We are living through a rule of law crisis, with authoritarianism on the rise in many countries around the world. Even those with strong rule of law traditions are under stress, and the events of January 6 were a stark reminder that the United States is no exception. Indeed, new data released today by the World Justice Project (WJP) paint a particularly alarming picture of recent rule of law developments in the United States. Legal educators have a critical role to play in reversing these trends.
Drawing on surveys of 138,000 households and 4,200 practitioners about how governance and justice systems work in practice, the WJP Rule of Law Index scores and ranks countries on eight factors of the rule of law. The Index is widely recognized as the leading source of original rule of law data, relied on by a wide range of public and private sector institutions, scholars, and the media.
The 2021 Index, based on data collected between October 2020 and May 2021, shows rule of law declining in 74% of countries measured, with deterioration most prevalent in factors measuring constraints on government powers, civic space, timeliness of justice, and discrimination. The negative trends held in every region of the world and in rich and poor countries alike.
The United States’ overall Rule of Law Index score dropped 2.9%, more than any other high-income country or any other country in Western Europe and North America.
The negative slide in the United States is particularly striking and should be a wake-up call for American educators. The United States’ overall Rule of Law Index score dropped 2.9%, more than any other high-income country or any other country in Western Europe and North America. Overall, the United States ranks 27th out of 139 countries covered in the study. As we mark the 30th anniversary of the dissolution of the Soviet Union, it is notable that three former Soviet republics—Estonia, Latvia, and Lithuania—today earn higher rule of law marks than the United States. US rule of law performance declined in every factor measured except for regulatory enforcement. Deterioration was particularly marked in the factors measuring constraints on government powers, absence of corruption, open government, respect for fundamental rights, and criminal justice.
The pandemic crisis, including the short-term effects of social distancing, may explain some aspects of the deterioration (timeliness of judicial decision-making and restrictions on public assembly, for example). It would be wrong to conclude, however, that rule of law in the United States will automatically bounce back as COVID recedes.
Between 2016 and 2021, the United States’ Rule of Law Index score on constraints on government powers declined by 16%, with double-digit declines in the indicators that make up that score.
Across many issues, the disappointing US performance is part of a multi-year erosion of the rule of law. Between 2016 and 2021, for example, the United States’ Rule of Law Index score on constraints on government powers declined by 16%, with double-digit declines in each of the indicators that make up that score, including legislative checks on government powers (-16%), judicial checks on government powers (-17%), checks from independent auditing and review (-21%), non-governmental checks (-16%), and whether government officials are sanctioned for misconduct (-14%).
Over the same period, the US score on respect for fundamental rights slid 11%, ranking 42nd out of 139 countries on that factor in the 2021 study. On measures of discrimination in the justice system, the US performance has gone from bad to worse, this year ranking 122nd out of 139 in the indicator measuring discrimination in the civil justice system. Among the 44 indicators of the rule of law measured in the Index, the United States gets its lowest score on impartiality of the criminal justice system, falling 33% over the past five years and landing at a ranking of 111th in 2021.
Reversing these trends and strengthening the rule of law in the United States will require committed action from all Americans over the long term, and legal educators should take the lead.

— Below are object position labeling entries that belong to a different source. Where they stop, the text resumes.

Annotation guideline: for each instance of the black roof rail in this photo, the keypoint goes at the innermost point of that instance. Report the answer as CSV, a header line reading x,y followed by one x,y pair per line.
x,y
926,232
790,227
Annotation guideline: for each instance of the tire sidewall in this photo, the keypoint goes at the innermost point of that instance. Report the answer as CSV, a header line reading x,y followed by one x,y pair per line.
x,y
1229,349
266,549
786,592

Reversing these trends and strengthening the rule of law in the United States will require committed action from all Americans over the long term, and legal educators should take the lead. Studies of rule of law trends globally show that change comes slowly, often over generations. They also underscore the critical role played by individuals—including public and private sector legal professionals—who make choices to act with integrity, or not. Educators of the next generation of lawyers have an important responsibility to develop in them an understanding of the rule of law and the role they can play in upholding and strengthening it.

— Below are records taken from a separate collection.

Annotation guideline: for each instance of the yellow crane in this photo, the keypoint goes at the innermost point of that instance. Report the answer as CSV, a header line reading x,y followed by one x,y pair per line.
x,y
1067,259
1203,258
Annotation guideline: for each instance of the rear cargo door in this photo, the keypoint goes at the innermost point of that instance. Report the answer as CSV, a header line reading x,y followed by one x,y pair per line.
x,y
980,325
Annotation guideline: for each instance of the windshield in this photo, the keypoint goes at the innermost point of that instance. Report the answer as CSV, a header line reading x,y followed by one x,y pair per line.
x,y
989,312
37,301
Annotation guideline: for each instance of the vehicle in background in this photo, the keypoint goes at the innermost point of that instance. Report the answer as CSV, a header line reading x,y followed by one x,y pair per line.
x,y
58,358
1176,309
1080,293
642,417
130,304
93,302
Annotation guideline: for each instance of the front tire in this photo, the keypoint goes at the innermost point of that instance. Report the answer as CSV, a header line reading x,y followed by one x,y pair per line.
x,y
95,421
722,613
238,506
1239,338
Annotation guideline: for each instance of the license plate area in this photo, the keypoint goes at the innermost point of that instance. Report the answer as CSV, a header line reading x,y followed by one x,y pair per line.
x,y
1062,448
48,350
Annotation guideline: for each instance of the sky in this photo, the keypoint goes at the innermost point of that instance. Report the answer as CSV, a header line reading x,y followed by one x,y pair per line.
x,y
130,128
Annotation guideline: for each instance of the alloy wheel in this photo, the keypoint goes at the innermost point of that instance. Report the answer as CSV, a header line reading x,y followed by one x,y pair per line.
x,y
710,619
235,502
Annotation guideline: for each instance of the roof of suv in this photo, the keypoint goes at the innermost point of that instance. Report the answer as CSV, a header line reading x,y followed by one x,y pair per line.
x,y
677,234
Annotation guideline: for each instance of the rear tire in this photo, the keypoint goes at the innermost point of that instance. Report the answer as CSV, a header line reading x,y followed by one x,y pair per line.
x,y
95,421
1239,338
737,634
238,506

This is not something that we should just expect law students to pick up by osmosis. It will require intentional curricular programming. Law schools should offer courses specifically focused on the rule of law as well as mainstream discussion of rule of law topics across the curriculum. Clinical courses can provide students with opportunities to practice upholding the rule of law, while street law and other extra-curricular initiatives can help build rule of law culture in the broader society and develop in students valuable lifelong habits of civic responsibility and leadership.
At each turn, educators should explicitly remind law students that they are being prepared to assume a special obligation to uphold the rule of law. As our profession’s Model Rules of Professional Conduct make clear, “a lawyer, as a member of the legal profession, is a representative of clients, an officer of the legal system, and a public citizen having special responsibility for the quality of justice.” Instilling in the next generation of lawyers this spirit of service and commitment to the rule of law is an urgent cause of paramount importance.